On December of 2015, Many Canadians were shocked to hear about Gord Downie’s diagnosis of an incurable brain tumour. As the frontman of the Tragically Hip, Downie has touched many hearts with his poetic lyrics and his subtle yet charismatic presence. Unashamed of their Canadian Identity, many consider the Tragically Hip as much a part of Canada’s Zeitgeist as is Hockey or the Maple Leaf. In fact, many consider this band Canada’s best kept secret. And with little time left, Downie and his bandmates travelled across the country to say goodbye to their millions of fans. That tour serves as the centrepiece for Long Time Running, a loving and sombre tribute to this band.
The journey to the final tour was one of great struggle and hesitation. After a temporal lobectomy and 6 weeks of surgery, Downie was so weak he couldn’t even remember names, let alone lyrics. When they started rehearsals, the band was understandably worried about Downie suffering a seizure or forgetting the lyrics. Even guitarist Rob Baker admitted “I didn’t think there was a chance in hell we were going to make the tour.” There were precautions made, from Downie reading the lyrics via monitors to Downie being carried onstage. Still, as bassist Ben Sinclair said “If [Downie] wanted to quit, we were willing to shut it down.”

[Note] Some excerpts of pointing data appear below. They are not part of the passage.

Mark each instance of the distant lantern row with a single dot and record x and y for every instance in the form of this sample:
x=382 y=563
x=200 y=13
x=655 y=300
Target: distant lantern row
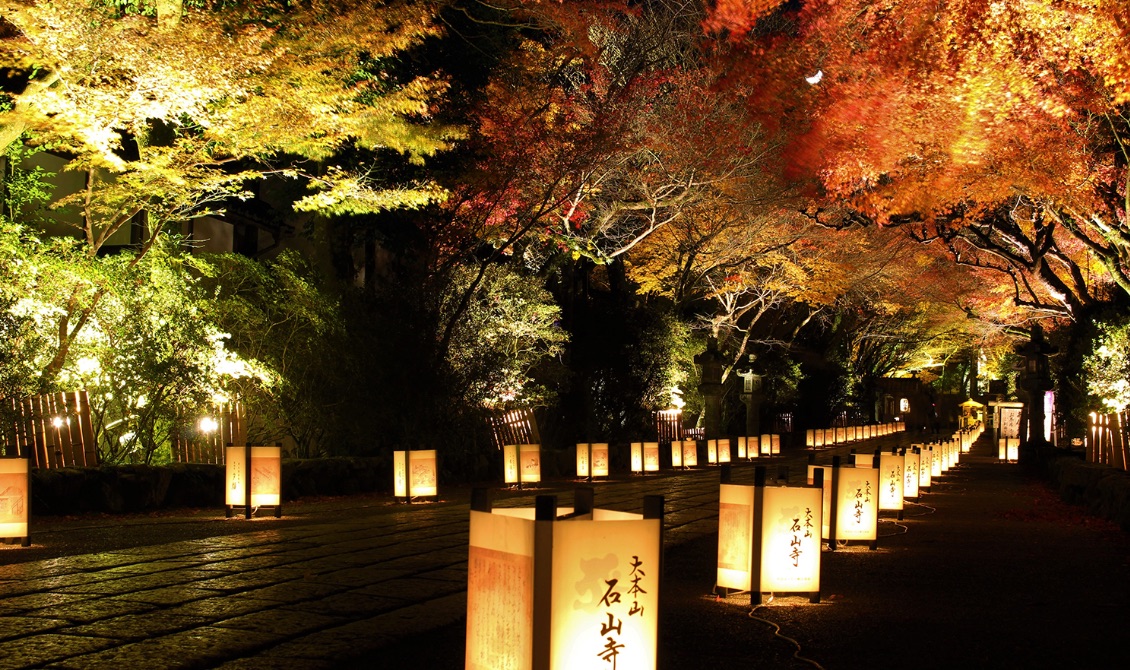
x=823 y=437
x=566 y=588
x=771 y=537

But once Gord Downie stepped on the stage in Victoria and sang “Blow at High Dough,” we saw the charismatic powerhouse who commanded the audience with love. From these live performances, Downie, Baker, guitarist Paul Langlois, bassist Ben Sinclair and drummer Johnny Fay revealed the spiritual link that kept them in sync with each other. From the tears in the audiences’ eyes, you come to understand how special this band was to them. Through this tour, everyone involved realized this tour was bigger than all of them. This wasn’t just any tour and The Tragically Hip wasn’t just any rock band. This was a farewell to the group who has come to embody Canadian Music. Downie himself summed it up perfectly when he asked “How many people get to turn the lights off? How many get to say Goodbye.”
The image of Downie strutting on stage with his feathered hat and glittering metallic suit is sure to become as iconic as Terry Fox or Wayne Gretzky. But that’s just a hint of the many iconic moments. Throughout the film, we see every process of preparation from rehearsals to the set up of drive in projection screens for live recordings. We even see the making of the hat, which cultivates in a heartfelt scene of designer Karyn Gingras attaching her favourite lyrics within the hat. Rarely do I discuss editing in a documentary, but the way editor Roland Schlimme superimposed the band’s early years with travelling pine trees is haunting in its beauty.
But the scene that stands out the most to me is footage of the band’s first day of rehearsal after Downie’s recovery. Seeing a bearded, frail Downie makes you understand why his bandmates were worried about him. Then Langlois plays “Escape is at Hand for the Travellin’ Man” and suddenly, we and the rest of the band are in suspense, waiting for Downie to remember the lyrics. Right now, I consider this my favourite scene of 2017.
It is with tragic circumstance that the Yellowknife International Film Festival presents this documentary a week after Gord Downie’s death. This documentary was made as a goodbye to a rock band that has captured the heart of Canadians. But now when the audience watches the band play “Ahead by a Century,” it will be done with the heartbreaking reminder of Gord Downie succumbing to the effects of his brain tumour. But at least he got to say farewell to his fans on his terms. As a fan from Phoenix puts it; “Rock N’ Roll is like a hot air balloon; eventually you come crashing down. I’ve never seen anyone land it safely.”
 Though that’s hard to defend when even the BBC’s reporting on Downie’s diagnosis and death.
 Yes, it even surpasses the fight scenes from John Wick: Chapter 2.